Galaxy Data Manager XML File

The XML File for a Galaxy Data Manager, generally referred to as the "data manager config file", serves a number of purposes. It defines the availability of Data Managers to a Galaxy instance. It does this by specifying the id of the Data Manager and the Data Manager tool that is associated with it. It also contains a listing of the Tool Data Tables that can be added to by the Data Manager. It also specifies how to manipulate the raw column values provided by the Data Manager Tool and under what directory structure to place the finalized data values.

Pay attention to the following when creating a new Data Manager:

  1. Make sure your XML is valid - Improper XML will most likely cause Galaxy to not load your Data Managers. The easiest way to validate your XML is just to open the XML file itself in e.g. Firefox, which will either parse the file and display it, or show the error and its location in large letters.
  2. Don't forget to restart Galaxy - Galaxy loads and parses XML at run-time, which means you'll have to restart it after updating any XML files. The same does not apply if you only update an executable.
  3. Make sure you use an id that is unique within your Galaxy instance - Galaxy can only load one Data Manager having an the same ID at a single time.
  4. When completed, make your Data Manager available in a ToolShed and install it from there - This will avoid any possible collisions due to non-unique IDs, as specialized name-spacing is utilized when Data Managers are installed from a ToolShed.
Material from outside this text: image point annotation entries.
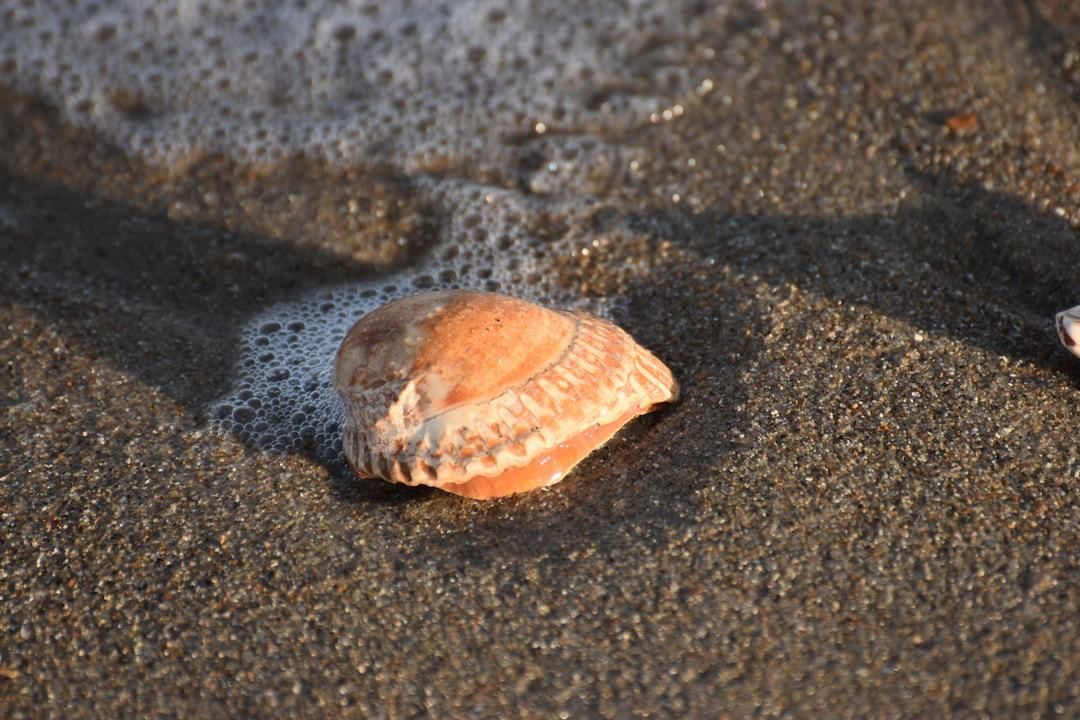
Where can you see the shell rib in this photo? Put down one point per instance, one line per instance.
(484, 395)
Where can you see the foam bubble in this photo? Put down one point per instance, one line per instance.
(282, 399)
(412, 82)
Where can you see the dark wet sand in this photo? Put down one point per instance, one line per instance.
(866, 505)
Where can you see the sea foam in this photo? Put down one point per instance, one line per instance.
(498, 110)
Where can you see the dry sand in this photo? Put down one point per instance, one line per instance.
(865, 505)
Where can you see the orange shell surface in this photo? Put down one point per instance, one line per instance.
(483, 394)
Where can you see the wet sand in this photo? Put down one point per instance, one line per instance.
(849, 252)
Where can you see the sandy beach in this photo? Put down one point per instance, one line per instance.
(849, 246)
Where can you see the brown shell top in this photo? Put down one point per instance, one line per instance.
(484, 394)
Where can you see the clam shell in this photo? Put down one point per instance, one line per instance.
(483, 394)
(1068, 329)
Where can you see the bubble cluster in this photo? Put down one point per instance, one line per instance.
(414, 82)
(282, 398)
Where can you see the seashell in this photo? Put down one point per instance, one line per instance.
(1068, 329)
(485, 395)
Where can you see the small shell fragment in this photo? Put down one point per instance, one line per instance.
(1068, 329)
(485, 395)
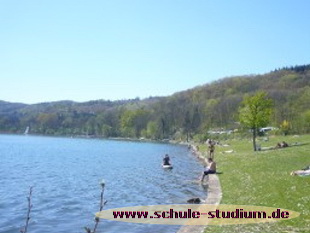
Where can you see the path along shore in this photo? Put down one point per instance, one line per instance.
(214, 194)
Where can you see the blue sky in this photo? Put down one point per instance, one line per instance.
(86, 50)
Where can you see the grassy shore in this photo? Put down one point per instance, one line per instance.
(263, 178)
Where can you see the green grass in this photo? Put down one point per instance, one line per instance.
(263, 179)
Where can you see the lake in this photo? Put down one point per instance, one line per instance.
(65, 175)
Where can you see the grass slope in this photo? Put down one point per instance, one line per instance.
(263, 179)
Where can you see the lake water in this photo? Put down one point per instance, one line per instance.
(65, 175)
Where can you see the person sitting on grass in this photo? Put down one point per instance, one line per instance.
(211, 169)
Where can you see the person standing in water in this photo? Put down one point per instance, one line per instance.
(211, 169)
(166, 160)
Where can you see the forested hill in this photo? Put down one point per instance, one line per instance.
(190, 112)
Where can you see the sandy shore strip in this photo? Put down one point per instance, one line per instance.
(214, 195)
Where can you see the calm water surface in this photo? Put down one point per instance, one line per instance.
(65, 174)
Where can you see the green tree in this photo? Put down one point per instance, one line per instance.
(255, 112)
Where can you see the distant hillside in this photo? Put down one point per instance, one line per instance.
(190, 112)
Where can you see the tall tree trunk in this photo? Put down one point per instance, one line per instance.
(254, 138)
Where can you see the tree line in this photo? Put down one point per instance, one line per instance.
(183, 115)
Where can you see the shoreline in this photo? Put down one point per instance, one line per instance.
(214, 194)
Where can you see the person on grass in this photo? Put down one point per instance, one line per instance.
(210, 169)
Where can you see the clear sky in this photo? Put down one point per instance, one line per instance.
(119, 49)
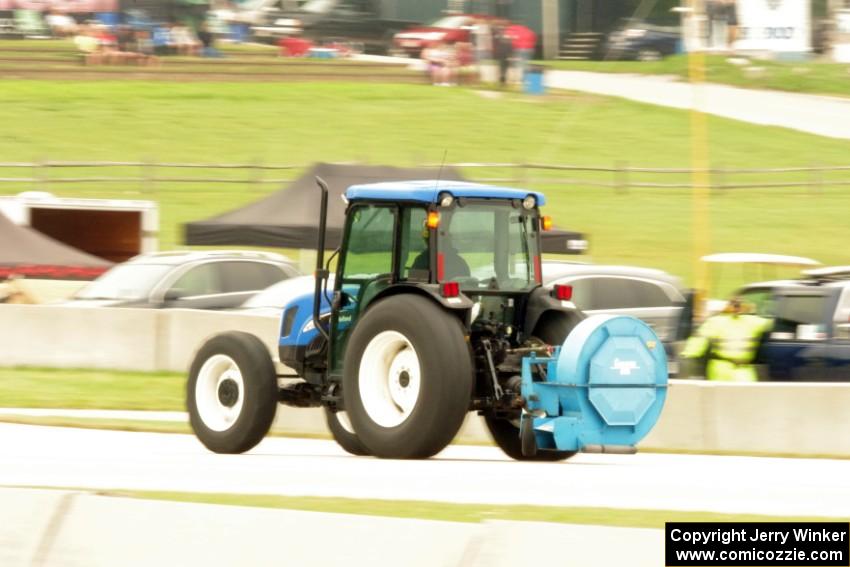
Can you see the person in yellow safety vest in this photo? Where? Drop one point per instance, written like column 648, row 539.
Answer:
column 731, row 340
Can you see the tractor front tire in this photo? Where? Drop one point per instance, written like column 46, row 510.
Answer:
column 343, row 433
column 408, row 377
column 231, row 393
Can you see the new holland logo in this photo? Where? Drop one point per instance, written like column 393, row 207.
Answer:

A Galaxy Data Manager's config file consists of a subset of the following XML tag sets - each of these is described in detail in the following sections.

Details of XML tag sets


<data_managers> tag set

The outer-most tag set. It contains no attributes. Any number of <data_manager> tags can be included within it.


<data_manager> tag set

This tag defines a particular Data Manager. Any number of <data_table> tags can be included within it.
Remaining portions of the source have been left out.